I. Identifying and assessing risk to individuals, communities, and society
Beyond legal compliance, leading organizations also should seek to ensure their products, services, and other uses of body-related data are fair, ethical, and responsible. Body-related data, and particularly the aggregation of this data, can give those with access to it significant insight into an individual’s personal life and thoughts. These insights include not just an individual’s unique ID, but potentially their emotions, characteristics, behaviors, desires, and more. As such, it is important for safeguards to prevent harmful uses of body-related data. Proactively identifying the risks their data handling raises will help organizations determine which best practices are most appropriate.
As demonstrated in the chart below, privacy harms may stem from particular types of data being used or handled in particular ways, or transferred to particular parties. Organizations should consider the factors related to data type and data handling that impact the risks associated with their data practices.
When assessing the risks their data practices raise, organizations should ask themselves questions including:
- What are the harms that each risk may create, and how severe might they be?
- Who is likely to be the most significantly harmed by the realization of any given risk?

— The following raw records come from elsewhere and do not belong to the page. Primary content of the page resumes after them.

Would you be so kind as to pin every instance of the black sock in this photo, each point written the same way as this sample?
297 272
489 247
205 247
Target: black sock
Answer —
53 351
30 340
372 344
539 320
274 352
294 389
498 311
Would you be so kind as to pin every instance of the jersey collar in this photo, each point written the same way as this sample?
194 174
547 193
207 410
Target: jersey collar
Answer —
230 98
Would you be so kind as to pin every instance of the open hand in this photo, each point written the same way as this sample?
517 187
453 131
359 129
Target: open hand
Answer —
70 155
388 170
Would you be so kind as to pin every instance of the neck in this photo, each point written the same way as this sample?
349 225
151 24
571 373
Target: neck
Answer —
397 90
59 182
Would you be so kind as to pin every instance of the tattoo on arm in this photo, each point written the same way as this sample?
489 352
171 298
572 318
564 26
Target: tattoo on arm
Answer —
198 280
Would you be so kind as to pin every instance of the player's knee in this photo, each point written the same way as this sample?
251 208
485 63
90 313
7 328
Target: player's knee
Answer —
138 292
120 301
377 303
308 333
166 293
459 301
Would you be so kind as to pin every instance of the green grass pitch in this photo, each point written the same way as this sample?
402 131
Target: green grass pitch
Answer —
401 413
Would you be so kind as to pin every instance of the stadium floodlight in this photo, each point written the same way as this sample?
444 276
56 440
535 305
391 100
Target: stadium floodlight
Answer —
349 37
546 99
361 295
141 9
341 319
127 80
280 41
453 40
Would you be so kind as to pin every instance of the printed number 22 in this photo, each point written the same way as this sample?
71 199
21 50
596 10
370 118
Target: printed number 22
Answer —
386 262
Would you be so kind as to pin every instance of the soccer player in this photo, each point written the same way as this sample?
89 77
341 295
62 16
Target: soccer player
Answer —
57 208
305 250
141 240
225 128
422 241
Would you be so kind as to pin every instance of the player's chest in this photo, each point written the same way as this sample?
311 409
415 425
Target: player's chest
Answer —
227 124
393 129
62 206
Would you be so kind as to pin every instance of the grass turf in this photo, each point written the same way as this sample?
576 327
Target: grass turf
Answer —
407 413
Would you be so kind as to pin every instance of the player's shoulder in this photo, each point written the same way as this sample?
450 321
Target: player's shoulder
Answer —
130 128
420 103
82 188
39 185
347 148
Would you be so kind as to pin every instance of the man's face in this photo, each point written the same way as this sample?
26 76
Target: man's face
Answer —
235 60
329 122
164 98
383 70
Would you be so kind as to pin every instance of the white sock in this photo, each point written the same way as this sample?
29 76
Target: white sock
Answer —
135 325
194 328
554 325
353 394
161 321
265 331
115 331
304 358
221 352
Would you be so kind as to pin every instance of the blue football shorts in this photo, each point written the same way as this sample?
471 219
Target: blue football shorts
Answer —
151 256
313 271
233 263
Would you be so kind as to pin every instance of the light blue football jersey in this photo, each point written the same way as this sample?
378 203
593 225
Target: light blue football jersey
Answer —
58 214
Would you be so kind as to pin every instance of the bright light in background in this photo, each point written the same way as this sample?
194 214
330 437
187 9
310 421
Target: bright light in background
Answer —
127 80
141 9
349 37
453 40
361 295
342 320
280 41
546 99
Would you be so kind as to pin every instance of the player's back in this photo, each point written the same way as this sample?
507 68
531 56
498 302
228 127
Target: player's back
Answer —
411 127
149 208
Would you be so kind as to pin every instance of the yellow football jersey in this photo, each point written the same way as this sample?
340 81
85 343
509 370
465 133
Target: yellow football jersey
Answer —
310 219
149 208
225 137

- What organizational goal or objective is a given data practice serving?
- Are there any public policy or legal considerations impacting an organization’s analysis of their data practices?
- Might technology change in the near future in a way that makes certain data practices more or less likely to result in harm, or more or less harmful?
- Are there any alternatives to a given data practice that are more privacy-friendly, while still allowing the organization to achieve its objectives?
- Does a given data practice raise risks that are too significant or implicate sufficiently serious harms such that it should be abandoned altogether?
II. Implementing relevant best practices
There are a number of legal, technical, and policy safeguards that can help organizations maintain statutory and regulatory compliance, minimize privacy risks, and ensure that immersive technologies are used fairly, ethically, and responsibly. These best practices should be implemented in a way that is intentional—adopted as appropriate given an organization’s data practices and associated risks; comprehensive—touching all parts of the data lifecycle and addressing all relevant risks; and collaborative—developed in consultation with multidisciplinary teams within an organization including stakeholders from legal, product, engineering, privacy, and trust and safety.
The chart below summarizes some of the major best practices organizations can apply to body-related data, as well as specific recommendations for each.
It is critical to note that no single best practice stands alone, and instead the contemplation of best practices should be considered comprehensively and implemented together as part of a coherent strategy. In addition, any strategy and practices must be evaluated on an ongoing basis as technology, data practices, and regulations change.
As organizations grapple with the privacy risks that body-related data raises, risk-based approaches to evaluating data practices can help organizations ensure they are not just compliant but also that they value privacy. FPF’s Risk Framework for Body-Related Data in Immersive Technologies serves as a starting point for organizations that collect, use, or transfer body-related data to develop best practices that prioritize user privacy. As technologies become more immersive, the unique considerations raised in this framework will be relevant for a growing number of organizations and the virtual experiences they create. Organizations can use this framework as a guide as they examine, develop, and refine their data practices.